Si le concept barré et pourtant plaisant de « Swiss Army Man » nous a revitalisé, la dernière œuvre de Dan Kwan et Daniel Scheinert souhaite embrasser ce même élan loufoque. Il n’y aura pas de cadavre en vedette cette fois-ci, mais le contraste de plusieurs vies et de plusieurs egos suffira à préserver ce cadre, qui ne demande qu’à être secoué. Une famille est à la ramasse et agonise dans une journée qui fera un cocktail explosif de qualité, pour ces cinéastes qui ne rêvent pas de la fainéantise du MCU pour explorer leur propre chaos cinéphilique, quitte à en mettre trop. Tout cela servira un récit qui se charge et qui se décharge en permanence en humour, parfois de mauvais goût, mais au fond, il n’y aura que le spectateur pour en juger.
Les Wang n’ont toujours pas débarqué en terre promise et semblent être coincés dans une interminable transition, où les dettes se cumulent, de même que des tâches domestiques et professionnels qui n’en finissent plus.
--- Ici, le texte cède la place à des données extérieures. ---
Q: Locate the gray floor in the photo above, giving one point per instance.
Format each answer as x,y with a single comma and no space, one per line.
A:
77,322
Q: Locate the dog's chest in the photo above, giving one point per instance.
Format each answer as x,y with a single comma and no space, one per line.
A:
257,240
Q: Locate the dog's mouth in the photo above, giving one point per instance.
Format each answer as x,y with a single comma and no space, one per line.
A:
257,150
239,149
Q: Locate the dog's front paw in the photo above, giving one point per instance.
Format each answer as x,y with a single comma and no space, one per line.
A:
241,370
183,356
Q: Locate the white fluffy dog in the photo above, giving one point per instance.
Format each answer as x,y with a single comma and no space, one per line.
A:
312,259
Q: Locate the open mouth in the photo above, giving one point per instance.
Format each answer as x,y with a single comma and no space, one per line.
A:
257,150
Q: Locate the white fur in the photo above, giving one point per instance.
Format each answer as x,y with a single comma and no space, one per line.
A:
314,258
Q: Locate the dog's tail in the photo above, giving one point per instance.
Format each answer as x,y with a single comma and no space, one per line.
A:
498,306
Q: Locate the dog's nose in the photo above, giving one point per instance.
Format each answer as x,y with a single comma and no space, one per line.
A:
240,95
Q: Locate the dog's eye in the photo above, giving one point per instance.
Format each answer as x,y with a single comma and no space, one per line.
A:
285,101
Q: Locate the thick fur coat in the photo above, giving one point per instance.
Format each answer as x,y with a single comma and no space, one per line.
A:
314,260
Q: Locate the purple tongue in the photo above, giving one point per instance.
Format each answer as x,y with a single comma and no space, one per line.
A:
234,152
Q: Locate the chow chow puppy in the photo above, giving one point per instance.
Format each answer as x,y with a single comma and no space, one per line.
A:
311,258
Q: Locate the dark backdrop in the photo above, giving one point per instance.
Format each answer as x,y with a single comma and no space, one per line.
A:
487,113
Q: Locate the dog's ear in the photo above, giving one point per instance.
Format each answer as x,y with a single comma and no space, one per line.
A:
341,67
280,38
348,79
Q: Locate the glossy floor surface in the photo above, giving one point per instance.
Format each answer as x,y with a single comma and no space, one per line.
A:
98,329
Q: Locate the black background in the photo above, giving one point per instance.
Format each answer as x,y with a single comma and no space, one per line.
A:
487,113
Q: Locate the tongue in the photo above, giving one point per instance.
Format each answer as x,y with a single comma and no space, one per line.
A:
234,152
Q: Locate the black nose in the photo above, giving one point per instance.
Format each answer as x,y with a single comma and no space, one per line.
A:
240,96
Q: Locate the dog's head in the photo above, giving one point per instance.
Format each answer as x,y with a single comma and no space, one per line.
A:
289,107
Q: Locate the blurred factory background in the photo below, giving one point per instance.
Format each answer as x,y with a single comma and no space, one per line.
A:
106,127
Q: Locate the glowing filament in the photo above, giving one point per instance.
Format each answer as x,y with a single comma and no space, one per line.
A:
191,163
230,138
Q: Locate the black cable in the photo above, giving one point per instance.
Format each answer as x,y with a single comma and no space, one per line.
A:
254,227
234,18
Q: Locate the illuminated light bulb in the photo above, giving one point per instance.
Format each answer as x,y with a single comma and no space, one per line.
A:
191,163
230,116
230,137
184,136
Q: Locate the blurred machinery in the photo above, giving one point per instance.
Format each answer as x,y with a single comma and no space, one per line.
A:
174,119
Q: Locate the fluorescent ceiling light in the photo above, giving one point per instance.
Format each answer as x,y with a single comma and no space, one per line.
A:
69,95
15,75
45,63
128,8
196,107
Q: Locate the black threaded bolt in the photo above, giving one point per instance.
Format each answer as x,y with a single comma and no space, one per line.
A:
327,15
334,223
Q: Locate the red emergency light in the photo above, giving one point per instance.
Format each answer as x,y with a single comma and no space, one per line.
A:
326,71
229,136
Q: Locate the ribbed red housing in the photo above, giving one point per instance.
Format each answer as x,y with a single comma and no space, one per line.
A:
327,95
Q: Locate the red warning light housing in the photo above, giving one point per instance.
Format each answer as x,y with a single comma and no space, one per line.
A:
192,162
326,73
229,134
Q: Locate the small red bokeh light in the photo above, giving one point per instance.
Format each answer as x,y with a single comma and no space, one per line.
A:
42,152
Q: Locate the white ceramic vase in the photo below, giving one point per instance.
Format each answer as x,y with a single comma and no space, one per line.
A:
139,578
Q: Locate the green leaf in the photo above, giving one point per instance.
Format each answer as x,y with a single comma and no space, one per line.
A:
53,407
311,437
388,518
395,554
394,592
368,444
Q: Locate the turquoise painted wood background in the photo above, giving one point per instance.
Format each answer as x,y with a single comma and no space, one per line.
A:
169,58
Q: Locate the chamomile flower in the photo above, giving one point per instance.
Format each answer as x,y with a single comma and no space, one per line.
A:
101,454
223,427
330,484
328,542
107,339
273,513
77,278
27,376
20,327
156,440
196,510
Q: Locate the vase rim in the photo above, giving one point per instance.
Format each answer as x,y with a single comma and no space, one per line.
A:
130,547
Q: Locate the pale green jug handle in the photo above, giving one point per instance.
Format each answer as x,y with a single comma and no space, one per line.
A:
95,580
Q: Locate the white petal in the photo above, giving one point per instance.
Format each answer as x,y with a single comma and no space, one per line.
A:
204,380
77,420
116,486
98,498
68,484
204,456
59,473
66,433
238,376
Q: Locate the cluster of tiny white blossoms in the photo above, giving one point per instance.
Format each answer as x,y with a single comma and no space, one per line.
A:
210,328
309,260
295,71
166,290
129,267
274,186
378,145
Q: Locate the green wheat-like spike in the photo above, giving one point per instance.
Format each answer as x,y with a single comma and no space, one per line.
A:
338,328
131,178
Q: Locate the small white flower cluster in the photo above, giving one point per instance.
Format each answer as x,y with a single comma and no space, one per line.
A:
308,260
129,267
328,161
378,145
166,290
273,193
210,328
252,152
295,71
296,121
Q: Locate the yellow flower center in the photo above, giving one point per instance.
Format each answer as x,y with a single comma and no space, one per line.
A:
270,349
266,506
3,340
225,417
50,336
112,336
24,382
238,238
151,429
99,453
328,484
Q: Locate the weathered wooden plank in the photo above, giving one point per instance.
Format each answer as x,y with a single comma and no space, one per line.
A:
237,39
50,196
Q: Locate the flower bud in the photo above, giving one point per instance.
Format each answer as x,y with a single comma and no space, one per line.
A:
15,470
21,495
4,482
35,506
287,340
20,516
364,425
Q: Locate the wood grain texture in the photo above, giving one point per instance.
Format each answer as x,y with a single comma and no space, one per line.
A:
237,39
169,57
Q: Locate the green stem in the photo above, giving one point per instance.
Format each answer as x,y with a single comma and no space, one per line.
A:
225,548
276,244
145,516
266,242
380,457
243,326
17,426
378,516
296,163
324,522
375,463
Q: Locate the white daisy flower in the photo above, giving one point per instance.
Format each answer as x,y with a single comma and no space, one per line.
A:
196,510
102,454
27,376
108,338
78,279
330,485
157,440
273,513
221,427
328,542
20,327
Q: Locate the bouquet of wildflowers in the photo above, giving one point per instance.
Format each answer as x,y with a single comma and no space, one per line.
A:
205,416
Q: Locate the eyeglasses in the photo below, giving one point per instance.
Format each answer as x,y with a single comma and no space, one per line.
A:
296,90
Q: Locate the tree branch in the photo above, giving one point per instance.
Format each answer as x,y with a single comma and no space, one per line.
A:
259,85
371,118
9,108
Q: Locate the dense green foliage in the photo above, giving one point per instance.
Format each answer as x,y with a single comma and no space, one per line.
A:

Evelyn (Michelle Yeoh) arrive au bout du rouleau et pourtant, tout va se jouer dans une journée qui va la pousser à arracher cette vie passionnée et passionnante qu’elle a manqué. Son mari, Waymond (Ke Huy Quan), change soudainement de regard, mais également de personnalité, grâce à une intervention venue d’ailleurs ou presque, le multivers. C’est alors l’occasion de lâcher les chiens et les idées de mise en scène, qui pourraient d’abord tenir de l’hommage dans un premier temps. Pourtant, il faut reconnaître une certaine cohérence dans l’enchaînement des plans, tout comme des références choisies, allant de Matrix à Ratatouille.
Outre la culture populaire qui est convoquée dans ce drame familial, qui se gère à coup de trophée dans le derrière, on y va de cette notion d’ascension, qui ne peut concerner que cette Evelyn qui a tout raté de sa vie. L’échec est évidemment scellé dans un enjeu introspectif fort poignants, car il est bien soutenu par l’admirable Deirdre Beaubeirdra (Jamie Lee Curtis), lorsqu’elle n’est pas possédée par une envie meurtrière. Chacun à sa manière revendique un fantasme, qu’il convient d’employer comme une compétence, afin de surmonter un obstacle. Il s’agit du même mécanisme qu’un jeu vidéo, mais la trajectoire pourrait être assez aléatoire, quand bien même l’on puisse tenir les commandes de sa vie. D’un caillou à un autre, c’est également une histoire d’amour, qui lie sa mère à sa fille, qui s’égare dans une solitude aux mille visages. La représentation de cette jeunesse n’en est que plus frustrante, sachant que le potentiel de développer un avenir peut toutefois converger vers la même fatalité, celle de l’exil.
« Everything Everywhere All at Once » en appelle à la culture de ses héros, afin qu’ils enfilent des avatars pour mieux se défendre, dans l’excès et à outrance. C’est une démarche qui peut rapidement en gonfler plus d’un et à juste titre, mais si on accepte de se faire balader de la sorte, il est bien possible de frôler la fascination d’une étrange formule qui gagne à être spectaculaire. Une lutte intergénérationnelle se dessine ainsi, où la poésie viendra s’insérer avec un certain réconfort au milieu de toute cette démonstration de forme. C’est le geste qui compte, de même que l’effort. Les cinéastes misent sur cet équilibre fragile, qu’ils mettent aux mains du public, qu’il soit venu chercher un peu d’adrénaline ou non. Dans tous les cas, le dénouement viendra le requinquer.